Navigating the Highs and the Lows

Let me tell you about the past 6 months or so.

I worked on a project that I loved so much I didn’t want it to end.

Sometimes projects are like that when the stars align. It was a fairly tight deadline, pedal-to-the-metal. But communication was great and the project itself was lovely.

However, all good things, as they say, etc etc.

I was due to attend the final mix for the project when I got Covid. A little tickly cough and then the rest of it ensued. Off for 2+ weeks and then I was straight into jury duty of the worst kind. No speeding tickets for me, little miss who’d managed to postpone it 3 times instead of the officially-allowed one.

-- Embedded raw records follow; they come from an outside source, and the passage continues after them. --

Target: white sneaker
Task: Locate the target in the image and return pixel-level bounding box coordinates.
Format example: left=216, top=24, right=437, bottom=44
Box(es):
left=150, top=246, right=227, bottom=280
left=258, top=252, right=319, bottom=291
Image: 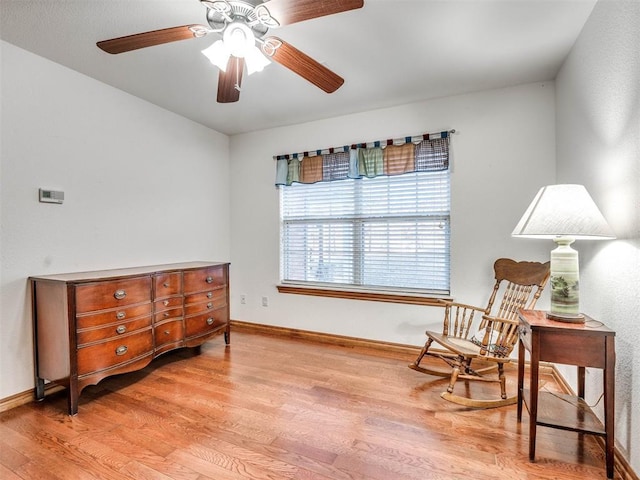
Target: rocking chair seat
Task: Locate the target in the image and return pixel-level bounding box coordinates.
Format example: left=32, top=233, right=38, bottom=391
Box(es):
left=409, top=258, right=549, bottom=408
left=426, top=330, right=480, bottom=358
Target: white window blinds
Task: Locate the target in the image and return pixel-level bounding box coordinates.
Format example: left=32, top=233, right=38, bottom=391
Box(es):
left=280, top=169, right=450, bottom=294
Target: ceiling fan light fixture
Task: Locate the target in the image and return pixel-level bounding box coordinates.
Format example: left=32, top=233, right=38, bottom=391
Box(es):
left=222, top=22, right=256, bottom=58
left=244, top=46, right=271, bottom=75
left=202, top=40, right=231, bottom=72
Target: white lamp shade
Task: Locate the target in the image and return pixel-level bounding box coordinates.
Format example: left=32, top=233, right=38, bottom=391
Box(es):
left=511, top=185, right=615, bottom=240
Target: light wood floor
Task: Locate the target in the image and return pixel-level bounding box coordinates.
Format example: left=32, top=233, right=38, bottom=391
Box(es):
left=0, top=331, right=618, bottom=480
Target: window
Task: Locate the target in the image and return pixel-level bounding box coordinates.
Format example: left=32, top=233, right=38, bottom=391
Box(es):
left=280, top=169, right=450, bottom=294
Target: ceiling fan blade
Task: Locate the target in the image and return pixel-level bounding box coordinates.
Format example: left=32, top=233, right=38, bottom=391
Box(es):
left=262, top=37, right=344, bottom=93
left=218, top=57, right=244, bottom=103
left=96, top=25, right=210, bottom=54
left=259, top=0, right=364, bottom=25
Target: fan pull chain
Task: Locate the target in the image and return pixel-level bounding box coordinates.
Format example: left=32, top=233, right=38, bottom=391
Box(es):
left=233, top=57, right=244, bottom=92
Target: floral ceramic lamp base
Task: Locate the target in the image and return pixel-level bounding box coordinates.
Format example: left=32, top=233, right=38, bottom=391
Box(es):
left=547, top=237, right=584, bottom=323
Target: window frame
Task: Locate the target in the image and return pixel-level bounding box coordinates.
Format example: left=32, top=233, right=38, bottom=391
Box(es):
left=277, top=168, right=451, bottom=305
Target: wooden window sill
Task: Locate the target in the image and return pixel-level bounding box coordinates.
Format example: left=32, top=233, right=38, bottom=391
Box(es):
left=277, top=285, right=452, bottom=307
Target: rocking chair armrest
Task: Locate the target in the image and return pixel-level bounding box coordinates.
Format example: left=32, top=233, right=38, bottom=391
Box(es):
left=438, top=299, right=487, bottom=312
left=482, top=314, right=519, bottom=325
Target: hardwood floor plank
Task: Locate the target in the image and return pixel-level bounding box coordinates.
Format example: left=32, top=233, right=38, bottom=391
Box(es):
left=0, top=328, right=622, bottom=480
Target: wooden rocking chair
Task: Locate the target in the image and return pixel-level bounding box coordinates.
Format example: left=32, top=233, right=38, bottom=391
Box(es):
left=409, top=258, right=549, bottom=408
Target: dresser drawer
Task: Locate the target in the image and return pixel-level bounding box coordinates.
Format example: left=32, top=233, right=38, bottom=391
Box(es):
left=184, top=300, right=225, bottom=316
left=153, top=307, right=182, bottom=323
left=78, top=327, right=153, bottom=375
left=184, top=287, right=227, bottom=306
left=153, top=272, right=182, bottom=298
left=76, top=315, right=151, bottom=347
left=184, top=267, right=227, bottom=294
left=76, top=277, right=151, bottom=313
left=76, top=303, right=151, bottom=330
left=153, top=297, right=183, bottom=312
left=154, top=319, right=184, bottom=349
left=184, top=308, right=227, bottom=338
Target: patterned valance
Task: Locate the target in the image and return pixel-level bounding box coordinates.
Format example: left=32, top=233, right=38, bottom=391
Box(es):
left=274, top=130, right=454, bottom=185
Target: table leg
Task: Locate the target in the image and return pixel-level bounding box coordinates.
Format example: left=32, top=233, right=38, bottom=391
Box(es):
left=529, top=334, right=540, bottom=462
left=518, top=340, right=524, bottom=423
left=603, top=335, right=616, bottom=478
left=578, top=367, right=586, bottom=400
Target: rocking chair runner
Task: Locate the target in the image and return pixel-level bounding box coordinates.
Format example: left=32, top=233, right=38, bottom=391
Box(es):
left=409, top=258, right=549, bottom=408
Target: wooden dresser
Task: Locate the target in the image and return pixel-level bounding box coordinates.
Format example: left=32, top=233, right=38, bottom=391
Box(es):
left=29, top=262, right=230, bottom=415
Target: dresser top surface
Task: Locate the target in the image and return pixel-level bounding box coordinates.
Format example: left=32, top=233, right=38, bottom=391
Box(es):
left=518, top=310, right=615, bottom=335
left=29, top=261, right=229, bottom=282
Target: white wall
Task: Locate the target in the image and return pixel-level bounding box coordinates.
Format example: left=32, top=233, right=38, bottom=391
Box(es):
left=557, top=0, right=640, bottom=472
left=0, top=42, right=230, bottom=398
left=231, top=82, right=555, bottom=345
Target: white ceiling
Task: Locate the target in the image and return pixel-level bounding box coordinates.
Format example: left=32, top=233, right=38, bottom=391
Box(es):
left=0, top=0, right=596, bottom=135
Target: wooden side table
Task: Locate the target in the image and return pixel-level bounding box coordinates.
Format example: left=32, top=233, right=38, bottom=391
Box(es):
left=518, top=310, right=615, bottom=478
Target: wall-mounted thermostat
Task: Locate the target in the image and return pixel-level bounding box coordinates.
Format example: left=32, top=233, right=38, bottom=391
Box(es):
left=39, top=188, right=64, bottom=203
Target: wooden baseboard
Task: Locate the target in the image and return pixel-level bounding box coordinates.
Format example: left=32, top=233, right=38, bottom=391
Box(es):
left=231, top=320, right=421, bottom=355
left=0, top=383, right=64, bottom=412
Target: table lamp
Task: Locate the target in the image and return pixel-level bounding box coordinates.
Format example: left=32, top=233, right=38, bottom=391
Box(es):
left=511, top=185, right=615, bottom=323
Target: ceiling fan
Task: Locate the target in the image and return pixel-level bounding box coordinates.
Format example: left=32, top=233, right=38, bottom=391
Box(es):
left=96, top=0, right=364, bottom=103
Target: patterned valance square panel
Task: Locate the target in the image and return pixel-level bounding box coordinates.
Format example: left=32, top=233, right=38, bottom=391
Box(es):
left=274, top=130, right=454, bottom=186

Such was my karmic punishment (I shouldn’t think, but I do) for multiple delays: a case so disturbing and drawn out that instead of the usual 2 years refusal that jurors typically get after completing their civic duty, we all on this particular jury now have 10 years refusal. 10 years in which if I get called up again, I can just outright say no.

I don’t really want to talk about it and you likely don’t need to know, let’s just leave it in the past where it belongs.

After all that drama of luscious fun highs and then fatigue and then putting up mental defences, well, I don’t mind telling you I was a bit… done.

I’ve been crawling out of that hole for some months now, and now I think I’m pretty much there. It seems the only hangover from omicron is a more extreme version of my inability to remember names. Usually, I’m quite bad at remembering nouns as it is, but I get there in the end. This is just a more extreme version where no matter how hard I try the word just isn’t there. It’s an odd sensation. I have a feel for the sound of the word (which is unsurprising given my training), and I can see the image in my mind’s eye, but, if I imagine it, there’s a strange whitish gap in the mental database where usually I would reach in and wrestle the word to light.

No more. The word simply isn’t there.

Until I play the game of Guess the Word (what’s that game called? Ah yes, Articulate!) and someone in the vicinity puts me out of my misery by remembering it for me.

And so it goes.

In the midst of the hole, I picked up the Artist’s Way. It had been sitting on my shelf since last year when I’d half-heartedly started and promptly let slide once I was into the thick of my DYCP project. But I was casting about, a little desperately, for something to buoy me up over the riptide that tugged daily at me, down, down into ‘What’s the point?’ territory. In that place, nothing good happens.

I remembered what it was like to be interested in doing things, and in finding fun in the world, but I was having a bit of a hard time accessing it. I class it (unqualified as I am to diagnose) as a mild case of anhedonia, brought on mostly by post-covid fatigue (there were days when lifting my arms was a bit of push, but it got no worse than that).

I missed that lovely project, the one where my natural style was perfect for the job, I was working with generous, talented, capable and reliable people, and the project itself was really funny and lovely. So much so that, every day I was writing, I would be laughing out loud at the same jokes, writing delightfully whimsical and mystically magical music, with an environmental twist to boot.

Like I say, perfect for me.

So I mourned the passing of the project (though it’ll be on the telly this Christmas in the UK so I can relive it then), I dealt with the undercurrent of rage from jury duty and waited to get stronger from the plague. The Artist’s Way has also been pulling me through. More projects allow me to bury myself in them. I visit the ducks, pigeons, geese and seagulls down at the pond often! I avoid all but the most cursory glance at the news. And, tf, I’m back.